First page in my current fiction project: Foreword by the narrator’s daughter

This is the first page in my current fiction project. I’ll finish drafting, rewrites, and corrections sometime close to the end of the year. Some details will change, but this Foreword (graciously provided by my protagonist’s daughter) will probably be the same.

Foreword

My father, Martin Lindeman, vanished a few weeks after the Great Disruption. He more than once mentioned that he had played a role in bringing the Disruption about and that his life was in danger. I found this manuscript on his laptop when, with the help of a friend, I was finally able to access the files on it. My mother, Simona Butacu, his former wife, never agreed to let these writings become public; that’s why I had to wait until after her death to bring them to light. The text I’m handing to publication is exactly as my father left it. I only corrected obvious errors in spelling and punctuation, of which there were very few. I believe that his words can help shed a small, personal light on the time of the Disruption and an unusual, oddly composed personality. I understand that my father is a revered figure in the Emerald Religion, and some of the Speaker’s followers may be very interested in his own words. Against all probability, I pray that, wherever and whatever he is, he may see and bless my effort in bringing the manuscript to print. Dad, I love you and have not given up hope for your return in whichever form you choose to take.

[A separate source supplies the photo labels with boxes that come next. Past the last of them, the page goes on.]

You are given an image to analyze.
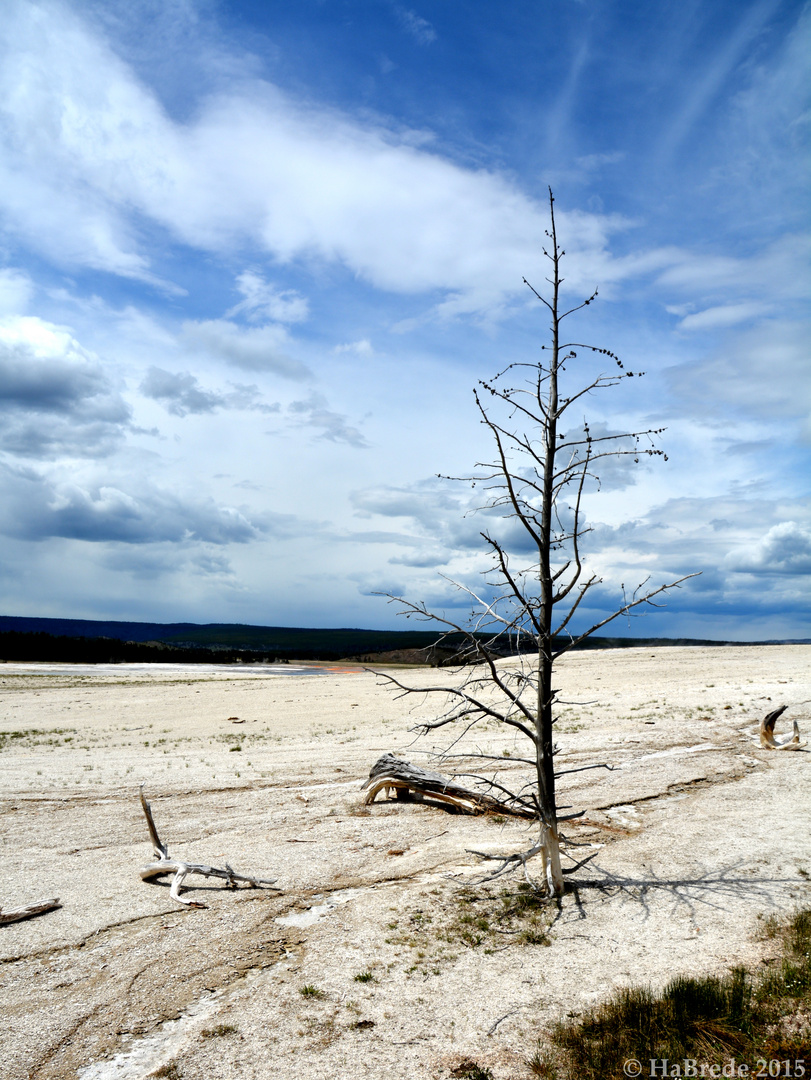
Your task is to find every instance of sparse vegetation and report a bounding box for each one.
[200,1024,239,1039]
[527,909,811,1080]
[450,1057,492,1080]
[149,1058,183,1080]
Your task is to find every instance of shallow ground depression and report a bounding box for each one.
[0,646,811,1080]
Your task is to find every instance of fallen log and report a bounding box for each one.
[760,705,806,750]
[139,786,281,907]
[0,896,62,927]
[361,754,537,819]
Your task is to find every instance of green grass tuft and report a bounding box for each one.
[539,910,811,1080]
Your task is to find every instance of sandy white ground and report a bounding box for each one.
[0,646,811,1080]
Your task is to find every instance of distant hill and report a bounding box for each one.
[0,616,811,664]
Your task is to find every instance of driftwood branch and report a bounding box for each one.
[139,787,281,907]
[0,896,62,927]
[760,705,806,750]
[362,754,536,818]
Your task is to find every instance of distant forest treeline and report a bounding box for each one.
[0,616,808,664]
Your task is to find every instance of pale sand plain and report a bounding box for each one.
[0,646,811,1080]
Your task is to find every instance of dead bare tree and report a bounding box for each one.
[373,189,694,896]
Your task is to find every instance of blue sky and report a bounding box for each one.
[0,0,811,639]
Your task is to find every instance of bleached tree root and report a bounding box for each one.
[139,787,281,907]
[362,754,536,818]
[760,705,807,750]
[0,896,62,927]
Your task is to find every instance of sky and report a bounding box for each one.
[0,0,811,640]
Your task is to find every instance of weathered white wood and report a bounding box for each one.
[139,786,281,907]
[0,896,62,927]
[760,705,806,750]
[362,754,535,818]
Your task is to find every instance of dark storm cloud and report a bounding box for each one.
[0,335,132,459]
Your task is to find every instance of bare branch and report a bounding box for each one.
[139,784,281,907]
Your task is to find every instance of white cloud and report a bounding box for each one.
[0,315,131,458]
[394,5,436,45]
[333,338,375,356]
[183,319,310,379]
[0,0,647,321]
[678,302,771,330]
[226,270,308,323]
[0,269,33,315]
[666,319,811,427]
[724,522,811,575]
[287,393,369,449]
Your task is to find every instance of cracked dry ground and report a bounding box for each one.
[0,646,811,1080]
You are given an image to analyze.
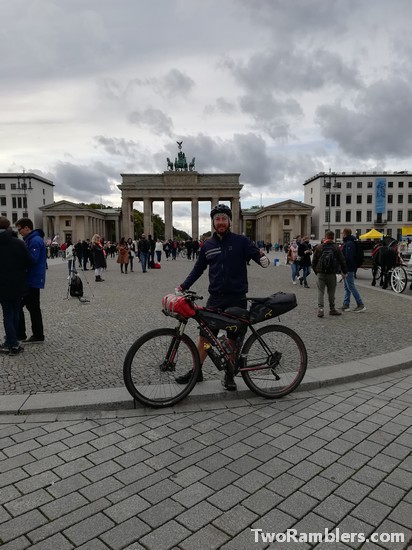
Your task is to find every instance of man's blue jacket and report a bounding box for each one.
[24,229,46,288]
[181,231,260,296]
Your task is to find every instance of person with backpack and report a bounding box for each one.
[312,231,348,317]
[342,227,366,313]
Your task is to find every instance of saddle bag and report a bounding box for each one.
[250,292,298,325]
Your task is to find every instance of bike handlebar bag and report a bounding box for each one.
[162,294,196,319]
[250,292,298,325]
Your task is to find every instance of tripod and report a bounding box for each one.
[66,266,94,304]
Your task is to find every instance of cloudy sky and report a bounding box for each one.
[0,0,412,232]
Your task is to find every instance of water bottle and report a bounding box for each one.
[217,331,233,354]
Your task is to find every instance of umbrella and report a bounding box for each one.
[359,229,383,239]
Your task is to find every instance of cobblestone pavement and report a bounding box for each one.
[0,252,412,395]
[0,371,412,550]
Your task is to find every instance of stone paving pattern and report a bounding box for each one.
[0,252,412,394]
[0,374,412,550]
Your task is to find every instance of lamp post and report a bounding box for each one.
[323,168,336,235]
[17,169,33,216]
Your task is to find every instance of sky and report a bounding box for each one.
[0,0,412,233]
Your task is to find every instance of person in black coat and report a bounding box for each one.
[0,216,32,355]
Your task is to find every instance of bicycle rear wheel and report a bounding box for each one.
[240,325,308,399]
[123,328,200,407]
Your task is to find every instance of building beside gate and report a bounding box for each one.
[304,170,412,240]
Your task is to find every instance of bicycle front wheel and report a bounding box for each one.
[123,328,200,407]
[240,325,308,399]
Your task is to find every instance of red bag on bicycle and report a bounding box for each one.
[162,294,196,319]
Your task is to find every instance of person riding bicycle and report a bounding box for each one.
[176,204,270,391]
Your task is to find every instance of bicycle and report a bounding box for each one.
[123,291,308,407]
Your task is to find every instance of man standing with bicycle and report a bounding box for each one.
[176,204,270,391]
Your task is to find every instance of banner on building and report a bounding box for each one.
[375,178,386,214]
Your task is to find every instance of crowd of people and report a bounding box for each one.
[285,228,366,317]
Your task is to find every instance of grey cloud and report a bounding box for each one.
[49,162,116,202]
[128,107,173,136]
[203,97,237,115]
[240,93,303,139]
[94,136,139,158]
[222,49,361,93]
[317,78,412,159]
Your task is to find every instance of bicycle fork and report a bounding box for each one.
[160,321,187,372]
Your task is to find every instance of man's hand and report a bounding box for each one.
[259,255,270,267]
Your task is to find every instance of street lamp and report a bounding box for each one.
[323,168,336,231]
[17,169,33,216]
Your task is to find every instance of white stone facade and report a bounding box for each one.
[0,172,54,229]
[304,171,412,239]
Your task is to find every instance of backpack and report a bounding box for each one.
[70,275,83,298]
[355,241,365,267]
[318,245,337,273]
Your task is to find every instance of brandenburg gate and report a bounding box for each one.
[118,146,243,239]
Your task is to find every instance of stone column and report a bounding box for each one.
[276,214,283,243]
[191,198,199,239]
[143,199,153,237]
[121,199,133,239]
[230,197,240,233]
[164,198,173,240]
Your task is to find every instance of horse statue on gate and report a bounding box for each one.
[372,237,399,289]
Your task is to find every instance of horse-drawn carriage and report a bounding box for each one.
[361,237,412,294]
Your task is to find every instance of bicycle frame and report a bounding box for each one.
[166,316,280,374]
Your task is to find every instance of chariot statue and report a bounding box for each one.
[166,141,195,172]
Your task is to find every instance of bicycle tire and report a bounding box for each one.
[391,266,408,294]
[123,328,200,408]
[240,325,308,399]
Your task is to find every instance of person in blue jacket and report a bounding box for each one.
[176,204,270,391]
[15,218,46,344]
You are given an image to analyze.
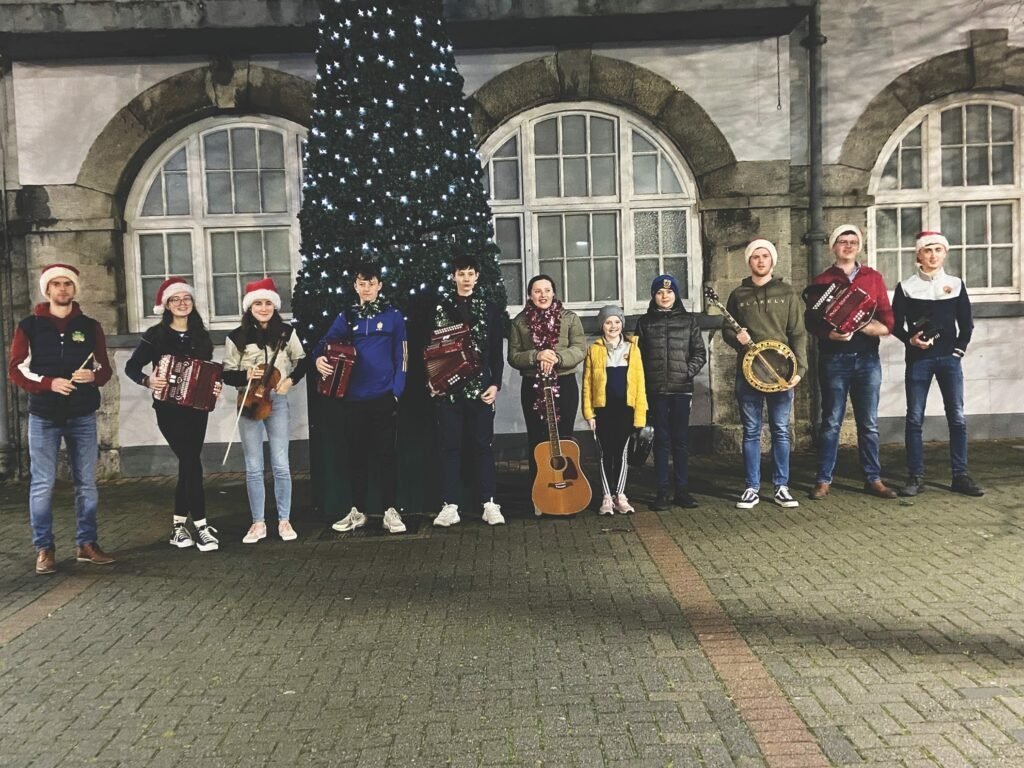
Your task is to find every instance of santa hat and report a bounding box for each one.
[242,278,281,312]
[918,232,949,251]
[39,264,80,297]
[828,224,864,256]
[153,278,196,314]
[743,238,778,269]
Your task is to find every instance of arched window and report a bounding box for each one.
[125,117,305,332]
[481,102,702,312]
[868,95,1024,300]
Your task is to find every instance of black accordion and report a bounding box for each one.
[423,323,481,394]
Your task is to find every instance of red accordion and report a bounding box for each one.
[809,282,879,334]
[423,323,480,394]
[316,341,355,397]
[153,354,223,411]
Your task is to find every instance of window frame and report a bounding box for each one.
[123,115,307,333]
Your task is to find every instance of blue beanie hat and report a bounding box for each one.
[650,274,683,299]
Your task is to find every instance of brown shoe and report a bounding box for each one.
[864,480,896,499]
[36,547,57,574]
[807,482,831,502]
[75,544,114,565]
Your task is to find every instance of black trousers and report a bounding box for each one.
[343,394,398,514]
[519,374,580,482]
[154,406,210,520]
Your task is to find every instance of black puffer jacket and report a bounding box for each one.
[637,300,708,394]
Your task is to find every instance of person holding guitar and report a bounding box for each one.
[722,239,807,509]
[224,278,308,544]
[508,274,590,515]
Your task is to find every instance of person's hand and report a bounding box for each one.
[480,384,498,406]
[50,379,75,396]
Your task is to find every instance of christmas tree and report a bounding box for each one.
[293,0,506,345]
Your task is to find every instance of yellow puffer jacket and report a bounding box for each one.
[583,337,647,427]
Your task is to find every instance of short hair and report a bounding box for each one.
[352,261,381,281]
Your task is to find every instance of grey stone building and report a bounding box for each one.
[0,0,1024,475]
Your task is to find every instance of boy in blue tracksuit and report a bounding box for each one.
[311,263,409,534]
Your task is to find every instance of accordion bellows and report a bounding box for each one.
[153,354,223,411]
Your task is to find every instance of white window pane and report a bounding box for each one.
[562,115,587,155]
[259,171,288,213]
[590,158,615,197]
[633,155,657,195]
[164,173,188,216]
[259,131,285,169]
[594,259,618,301]
[565,260,593,301]
[234,171,260,213]
[167,232,193,274]
[263,229,292,272]
[537,216,562,261]
[206,171,232,213]
[590,118,615,155]
[565,214,590,259]
[591,213,618,257]
[564,158,587,198]
[494,160,519,200]
[138,234,167,280]
[210,232,239,274]
[536,160,559,198]
[231,128,257,170]
[633,211,660,257]
[203,131,231,170]
[662,211,686,254]
[534,118,558,155]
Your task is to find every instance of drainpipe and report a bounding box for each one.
[800,2,829,278]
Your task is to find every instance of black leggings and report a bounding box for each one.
[154,406,210,520]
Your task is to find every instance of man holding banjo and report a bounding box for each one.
[722,239,807,509]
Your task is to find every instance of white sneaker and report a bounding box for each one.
[775,485,800,508]
[434,504,461,528]
[384,507,406,534]
[331,507,367,534]
[242,522,266,544]
[736,488,761,509]
[483,502,505,525]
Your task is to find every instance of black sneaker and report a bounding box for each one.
[675,488,700,509]
[650,490,672,512]
[949,475,985,497]
[898,475,925,496]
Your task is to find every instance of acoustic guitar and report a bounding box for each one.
[534,384,591,515]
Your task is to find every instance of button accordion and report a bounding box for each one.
[316,341,355,397]
[809,281,879,334]
[153,354,223,411]
[423,323,481,394]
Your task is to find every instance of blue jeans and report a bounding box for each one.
[647,392,693,493]
[736,374,793,490]
[29,413,99,550]
[905,354,967,477]
[816,352,882,483]
[239,393,292,522]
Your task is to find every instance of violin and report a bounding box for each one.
[239,335,288,421]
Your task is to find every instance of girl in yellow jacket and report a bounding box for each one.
[583,304,647,515]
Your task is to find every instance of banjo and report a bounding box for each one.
[705,286,797,393]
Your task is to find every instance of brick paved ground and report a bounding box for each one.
[0,442,1024,768]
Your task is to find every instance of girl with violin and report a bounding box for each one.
[125,278,220,552]
[224,278,307,544]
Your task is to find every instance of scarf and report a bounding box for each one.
[526,298,562,421]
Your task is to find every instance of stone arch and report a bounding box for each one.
[839,30,1024,174]
[467,50,736,184]
[76,60,312,201]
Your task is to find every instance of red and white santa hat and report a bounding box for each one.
[916,231,949,251]
[153,278,196,314]
[242,278,281,312]
[39,264,81,298]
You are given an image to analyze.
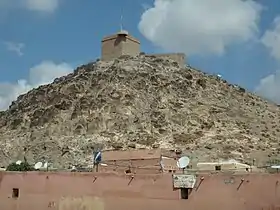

As I read through these occasionally disjointed pages, I realized I didn’t know much about my father. I had never heard about his youth or the murder he supposedly committed when he was thirteen. He never spoke about his life before he and my mother met. I experienced him as a quiet, but restless man who never revealed anything of his inner life. Sometimes I and mother belittled him for that, I’m sorry to say. Given the odd jumps among disparate realities he writes about, it is possible that my father suffered from an undiagnosed mental or other illness, but he certainly never gave any signs of anything worse than boredom. People who met him often had the impression he was shallow and superficial, and I always said he was just really uncomplicated. I understand there was much more to him, but what exactly, I leave to you to judge.

I am painfully aware that my own role in my father’s life was not that of a loving daughter. For many years, I did not respect him, had no interest in his experiences and views, and avoided contact. As you will see, I was instrumental in the ruin of my parents’ marriage. I’m surprised and saddened when I grasp, even in his guarded descriptions, a tenderness and caring regarding myself that I do not deserve. I am thankful to my father as a stranger; maybe in another life, I will have a chance to begin again and have a different relationship.

In particular, I wish to express my unceasing gratitude to Martin Lindeman for having introduced me to the love of my life.

May Eternal Light shine on his path forever and ever.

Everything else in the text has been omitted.